Now I know what to get Michael for Christmas - a dream dictionary! :)

This morning Michael came down to the living room a little earlier than usual. His eyes - which are the only part of his face I ever see - spoke of nightmares.

"Mom..." he said tentatively, sitting down on the couch beside me and my knitting equipment. "You've read one of those dream dictionaries front to back, right?"

"DID YOU HAVE A NIGHTMARE?" I exclaimed, dropping my knitting. This was extremely shocking because Michael has not had a dream he could remember since he was three and he dreamt this evil psychiatrist with a trenchcoat and a chubby face with a few remnants of beard was chasing him. I remember this because one week later, he donned the mask. I also remember it because oddly enough, the evil psychiatrist turned out to look exactly like one of Edna's more recent husbands, Dr. Sam Loomis. Which is weird because he is also a psychiatrist.

"No," said Michael quickly. "I did not have a nightmare. I had a dream, is all. Jesus Fudge."

"Watch your language."

"Man, whatever."

So I'm all, "What was your dream about?"
Michael looked profoundly disturbed for a moment. And then suddenly he started talking, and it all spilled out. "Mom, I had a dream I was twenty-one and I broke out of a mental institution on Halloween and then Edna's husband was chasing me and then I killed people and then I got caught and I got shot six times but it didn't hurt because it was a freaking dream and I just got up and walked away!"

I smiled at him. This was the most emotion I’ve seen in Michael’s eyes probably since he yelled the shit out of Sella Bwan this one time. “Hon, it was just a dream. Now, you know that’s never going to happen.”

“HOW?”

“Because Edna’s husband would never chase you, you would never kill anyone, and I would never have you committed in the first place."

The look in Michael’s eyes clearly stated he doubted all three of these statements. I ignored this and went into the kitchen to make some grilled cheese. Turns out Jason Vrees likes grilled cheese better than pancakes. Whodathunk? Jason Vrees went home yesterday, but still, this restores some of my faith in my most beloved breakfast item and my ability to successfully cook meals.

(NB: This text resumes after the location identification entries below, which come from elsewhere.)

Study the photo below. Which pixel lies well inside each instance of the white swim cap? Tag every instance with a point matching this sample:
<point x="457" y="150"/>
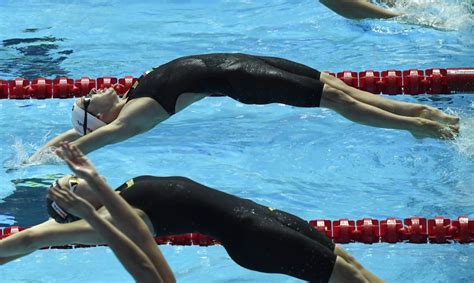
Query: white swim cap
<point x="78" y="119"/>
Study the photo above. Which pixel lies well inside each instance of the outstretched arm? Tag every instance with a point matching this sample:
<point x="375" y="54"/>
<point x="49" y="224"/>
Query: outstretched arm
<point x="132" y="257"/>
<point x="358" y="9"/>
<point x="125" y="217"/>
<point x="69" y="135"/>
<point x="49" y="233"/>
<point x="137" y="116"/>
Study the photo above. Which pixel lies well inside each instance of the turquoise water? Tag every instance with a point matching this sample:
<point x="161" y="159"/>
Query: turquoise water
<point x="310" y="162"/>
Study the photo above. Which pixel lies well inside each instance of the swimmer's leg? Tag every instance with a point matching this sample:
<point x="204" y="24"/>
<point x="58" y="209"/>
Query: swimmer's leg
<point x="291" y="67"/>
<point x="367" y="114"/>
<point x="393" y="106"/>
<point x="349" y="259"/>
<point x="302" y="226"/>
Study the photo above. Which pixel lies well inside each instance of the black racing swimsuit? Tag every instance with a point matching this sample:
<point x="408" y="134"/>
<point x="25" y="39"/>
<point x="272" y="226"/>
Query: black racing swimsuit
<point x="256" y="237"/>
<point x="245" y="78"/>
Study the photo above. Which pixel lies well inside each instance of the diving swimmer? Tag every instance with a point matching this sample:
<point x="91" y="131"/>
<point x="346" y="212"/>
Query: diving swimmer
<point x="103" y="118"/>
<point x="256" y="237"/>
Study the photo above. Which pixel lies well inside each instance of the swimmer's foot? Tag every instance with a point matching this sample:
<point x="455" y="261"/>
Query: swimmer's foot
<point x="439" y="116"/>
<point x="431" y="129"/>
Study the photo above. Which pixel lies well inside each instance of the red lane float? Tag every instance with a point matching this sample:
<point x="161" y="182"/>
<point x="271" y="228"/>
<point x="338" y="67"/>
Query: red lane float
<point x="438" y="230"/>
<point x="410" y="82"/>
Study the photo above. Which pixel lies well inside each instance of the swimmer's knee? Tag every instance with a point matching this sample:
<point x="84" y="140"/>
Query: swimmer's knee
<point x="334" y="98"/>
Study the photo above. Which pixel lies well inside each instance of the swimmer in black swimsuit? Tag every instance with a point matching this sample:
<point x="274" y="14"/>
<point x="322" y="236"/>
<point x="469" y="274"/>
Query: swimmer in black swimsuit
<point x="171" y="87"/>
<point x="256" y="237"/>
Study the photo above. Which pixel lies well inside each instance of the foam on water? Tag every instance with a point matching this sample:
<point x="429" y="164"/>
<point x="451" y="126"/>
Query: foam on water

On his way out the door to catch the bus, Michael informed me that he would be staying late at school to work on a project.

“Oh, you’re such a hard worker,” I said. “Which project?”

Michael grinned. “English movie thing with Jason and Freddy. We’re filming ‘Freddy vs. Jason 3.5’ today. It might take a while. Don’t expect me home until 7-ish.”

“Okay honey. You have lunch money?”

“Yeeeesss, moommm...”

“By the way, did you get your results for the cooking project yet?”

Michael slowly turned his head to the side. This is what he does when he is confused. Personally, I think he may have a neurological imbalance of some sort. Then he was all, “Oh, that. Yeah, I got an A-.”

“Well that’s good!”

“Yeah, she said I would have gotten an A+, but I guess I forgot to use the damn peanuts. Oh well. Anyway, how the hell did you know about my cooking project?”

I trudged back into the living room. “Have a nice day at school, honey!”

1 comment:

  1. Oh, that is a good idea Gertie. Though, do you think he'll use it often? I'm still unsure what to get Michael for Christmas, I would have gotten him a new mask but I know how much you hate his mask. What would you suggest? Rachel thinks I should get him a new state of the art video camera considering all of the films him and his friends make. And of course Melanie thinks I should just get him cookies. Oh, wait, she wants to tell you something herself.

    sdkjfklj weol awaw; dfvc dfbmrtiubv 3w4etg

    She is telling you that she misses you and we have to get together for coffee soon.